As alreadly mentioned, googledrive use file-level communication. We first used drive_fine to find which spreadsheet to read, then download using googledrive::drive_download, finally update/unload spreadsheet googledrive::drive_update.

Code
saveData <- function(input) {
        # download previous spreadsheet to tempfile
        tmpDir=file.path(tempdir(),"mentors.csv")
        mentors=drive_find(pattern = "mentors", type = "spreadsheet")
        drive_download(as_id(mentors), type="csv", path=tmpDir, overwrite=T)
        
        # read spreadsheet to df
        df = read_csv(tmpDir)
        
        # read input to data
        data <- data.frame(matrix(nrow=1,ncol=0))
        for (x in fields) {
                var <- input[[x]]
                if (length(var)==0){
                        data[[x]] <- " "
                }
                else if (length(var) > 1 ) {
                        # handles lists from checkboxGroup and multiple Select
                        data[[x]] <- paste(var,collapse = ", ")
                } else {
                        # all other data types
                        data[[x]] <- var
                }
        }
        
        data$submit_time <- Sys.time()
        colnames(data) = c("name","pronoun","linkedin", "email","signUp.type","expertises","primary.employment","preferred.mentor.method","submit.timestamp")
        
        # append new data
        df = bind_rows(df, data)
        
        # write into tempfile
        write_csv(df, path=tmpDir, na=" ")
        
        # update mentors spreadsheet
        mentors <- mentors %>% 
          drive_update(
                tmpDir,
                name="mentors"
        )
        # drive_rm(mentors)
}

loadData

googlesheets have a function read_sheet to read googlesheets directly to data.frame.

Code
loadData <- function() {
        # read spreadsheet
        sheet_id=drive_find(pattern = "mentors", type = "spreadsheet")$id
        data=read_sheet(sheet_id)
        # data
        names = tibble(
                name=mapply(
                        function(url,text){
                                if(url!=" "){
                                        paste0("<a href='",url,"'>",text,"</a>")
                                }else if (url!=" "){
                                        paste0("<a href='",url,"'>",text,"</a>")
                                }
                        }, 
                        data$linkedin, data$name
                        )
        )
        links = tibble(
                links=mapply(
                        function(email, linkedin,text){
                                if(email!=" " & linkedin==" "){
                                        paste0("<a href=mailto:",email,">","Email","</a>")
                                } else if (linkedin!=" " & email==" "){
                                        paste0("<a href='",linkedin,"'>","LinkedIn","</a>")
                                } else {
                                        paste(
                                                paste0("<a href=mailto:",email,">","Email","</a>"),
                                                paste0("<a href='",linkedin,"'>","LinkedIn","</a>")
                                        )
                                }
                        }, 
                        data$email, data$linkedin, data$name
                )
        )
        out = bind_cols(
                names %>% as.data.frame(),
                data[,c("pronoun","signUp.type","expertises","primary.employment","preferred.mentor.method")],
                links %>% as.data.frame()
        )
        out
}

Final remarks

In this post, we introduce three ways to load and save data to external storage clound.

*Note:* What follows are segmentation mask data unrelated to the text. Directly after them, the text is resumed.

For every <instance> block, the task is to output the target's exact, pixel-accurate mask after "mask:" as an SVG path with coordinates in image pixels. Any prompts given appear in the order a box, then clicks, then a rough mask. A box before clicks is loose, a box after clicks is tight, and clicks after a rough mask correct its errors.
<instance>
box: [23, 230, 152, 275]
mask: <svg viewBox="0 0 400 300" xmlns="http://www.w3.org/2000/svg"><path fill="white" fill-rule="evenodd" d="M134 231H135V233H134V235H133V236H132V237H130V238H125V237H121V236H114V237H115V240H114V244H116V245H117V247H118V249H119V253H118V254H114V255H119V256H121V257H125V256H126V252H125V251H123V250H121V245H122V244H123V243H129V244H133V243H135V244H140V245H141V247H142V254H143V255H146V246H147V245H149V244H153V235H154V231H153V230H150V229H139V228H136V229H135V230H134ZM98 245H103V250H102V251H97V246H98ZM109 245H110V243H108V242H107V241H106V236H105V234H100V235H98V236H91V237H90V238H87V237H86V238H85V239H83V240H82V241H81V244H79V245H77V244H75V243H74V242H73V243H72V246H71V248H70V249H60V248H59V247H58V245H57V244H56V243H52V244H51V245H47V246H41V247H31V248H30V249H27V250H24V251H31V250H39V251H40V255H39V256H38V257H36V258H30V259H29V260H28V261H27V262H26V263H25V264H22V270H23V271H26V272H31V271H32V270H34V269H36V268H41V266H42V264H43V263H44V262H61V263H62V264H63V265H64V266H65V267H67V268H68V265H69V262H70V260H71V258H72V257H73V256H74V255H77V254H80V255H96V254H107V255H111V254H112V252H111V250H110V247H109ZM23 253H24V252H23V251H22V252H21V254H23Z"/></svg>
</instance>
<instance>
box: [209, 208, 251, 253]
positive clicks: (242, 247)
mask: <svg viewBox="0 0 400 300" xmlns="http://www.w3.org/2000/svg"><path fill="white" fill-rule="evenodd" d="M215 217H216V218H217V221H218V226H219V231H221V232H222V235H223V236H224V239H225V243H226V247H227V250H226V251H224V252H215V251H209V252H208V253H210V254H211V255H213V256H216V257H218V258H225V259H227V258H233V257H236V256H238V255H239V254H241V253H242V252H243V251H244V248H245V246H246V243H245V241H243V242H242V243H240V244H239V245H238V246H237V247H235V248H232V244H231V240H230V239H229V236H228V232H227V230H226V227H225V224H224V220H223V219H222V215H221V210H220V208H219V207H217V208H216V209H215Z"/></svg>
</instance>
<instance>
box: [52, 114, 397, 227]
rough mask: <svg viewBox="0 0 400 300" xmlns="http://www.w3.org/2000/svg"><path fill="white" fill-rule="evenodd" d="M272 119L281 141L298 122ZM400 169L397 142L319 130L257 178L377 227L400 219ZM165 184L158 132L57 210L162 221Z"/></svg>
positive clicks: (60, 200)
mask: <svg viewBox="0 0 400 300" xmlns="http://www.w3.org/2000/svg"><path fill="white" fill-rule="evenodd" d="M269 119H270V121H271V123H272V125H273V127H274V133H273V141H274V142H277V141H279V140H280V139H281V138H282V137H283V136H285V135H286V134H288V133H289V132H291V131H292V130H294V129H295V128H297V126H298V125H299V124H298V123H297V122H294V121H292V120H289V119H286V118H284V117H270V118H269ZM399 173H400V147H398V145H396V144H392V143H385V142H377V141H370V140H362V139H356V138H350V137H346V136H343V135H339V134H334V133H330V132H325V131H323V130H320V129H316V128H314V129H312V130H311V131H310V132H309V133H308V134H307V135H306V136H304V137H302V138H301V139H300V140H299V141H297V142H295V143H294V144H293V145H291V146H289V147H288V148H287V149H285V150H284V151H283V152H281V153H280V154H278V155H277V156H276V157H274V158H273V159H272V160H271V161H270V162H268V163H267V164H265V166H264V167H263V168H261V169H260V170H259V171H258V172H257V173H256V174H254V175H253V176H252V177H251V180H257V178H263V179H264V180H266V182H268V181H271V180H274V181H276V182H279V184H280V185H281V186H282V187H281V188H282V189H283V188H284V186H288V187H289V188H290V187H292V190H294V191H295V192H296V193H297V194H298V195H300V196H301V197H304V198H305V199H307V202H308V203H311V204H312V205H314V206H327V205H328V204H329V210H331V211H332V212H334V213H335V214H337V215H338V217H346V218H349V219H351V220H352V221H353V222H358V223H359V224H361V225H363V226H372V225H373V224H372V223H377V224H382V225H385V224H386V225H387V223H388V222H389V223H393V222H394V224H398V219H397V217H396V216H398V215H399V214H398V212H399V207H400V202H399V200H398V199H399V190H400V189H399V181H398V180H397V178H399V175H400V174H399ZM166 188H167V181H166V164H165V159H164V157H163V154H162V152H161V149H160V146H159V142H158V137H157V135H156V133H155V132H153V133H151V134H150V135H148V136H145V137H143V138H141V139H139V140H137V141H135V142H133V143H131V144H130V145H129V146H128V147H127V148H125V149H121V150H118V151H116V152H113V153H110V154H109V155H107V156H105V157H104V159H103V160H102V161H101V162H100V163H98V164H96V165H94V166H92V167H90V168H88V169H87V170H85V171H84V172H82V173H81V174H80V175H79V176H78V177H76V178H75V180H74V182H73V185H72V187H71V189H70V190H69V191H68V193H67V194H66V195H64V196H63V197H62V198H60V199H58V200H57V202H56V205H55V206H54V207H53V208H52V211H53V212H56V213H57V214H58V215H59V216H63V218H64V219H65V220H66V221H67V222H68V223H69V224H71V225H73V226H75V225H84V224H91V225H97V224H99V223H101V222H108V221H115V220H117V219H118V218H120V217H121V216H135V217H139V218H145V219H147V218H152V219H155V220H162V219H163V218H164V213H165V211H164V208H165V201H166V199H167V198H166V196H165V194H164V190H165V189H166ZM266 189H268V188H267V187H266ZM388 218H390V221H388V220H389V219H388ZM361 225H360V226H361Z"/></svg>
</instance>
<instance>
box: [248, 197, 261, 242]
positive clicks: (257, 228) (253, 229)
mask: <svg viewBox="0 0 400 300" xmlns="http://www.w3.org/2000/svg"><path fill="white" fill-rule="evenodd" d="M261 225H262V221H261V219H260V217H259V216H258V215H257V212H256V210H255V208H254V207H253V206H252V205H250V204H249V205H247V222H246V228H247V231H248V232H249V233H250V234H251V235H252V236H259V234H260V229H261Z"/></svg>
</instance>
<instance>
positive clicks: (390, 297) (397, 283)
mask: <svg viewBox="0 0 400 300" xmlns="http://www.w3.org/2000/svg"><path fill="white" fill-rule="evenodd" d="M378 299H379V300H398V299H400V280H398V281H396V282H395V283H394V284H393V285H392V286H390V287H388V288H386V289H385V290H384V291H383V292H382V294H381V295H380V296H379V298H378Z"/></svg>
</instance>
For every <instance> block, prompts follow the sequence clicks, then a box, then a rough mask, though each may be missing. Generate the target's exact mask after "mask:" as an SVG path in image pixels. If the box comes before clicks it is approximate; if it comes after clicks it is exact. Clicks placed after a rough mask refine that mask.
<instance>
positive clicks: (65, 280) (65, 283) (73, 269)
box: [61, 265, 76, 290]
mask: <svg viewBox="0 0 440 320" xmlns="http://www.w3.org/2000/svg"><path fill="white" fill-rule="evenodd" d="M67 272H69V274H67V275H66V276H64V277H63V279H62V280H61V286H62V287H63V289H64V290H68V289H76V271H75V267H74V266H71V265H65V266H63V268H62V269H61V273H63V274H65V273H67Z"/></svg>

AWS s3 is most secure and fleasible among three. It can store and load unstructure data easily, thus it does not require much memory cache from host server. But it is not free when data is very big. Dropbox can save both tubular and unstructural data, but retrieve unstructure requires downloading file to cache. Googlesheets can only read/save tubular data. Both dropbox and googlesheets have some secure concerns, but you can create a free account and designate that account for app development/test only to reduce concerns for security. The complete codes for finished app can be accessed from my github.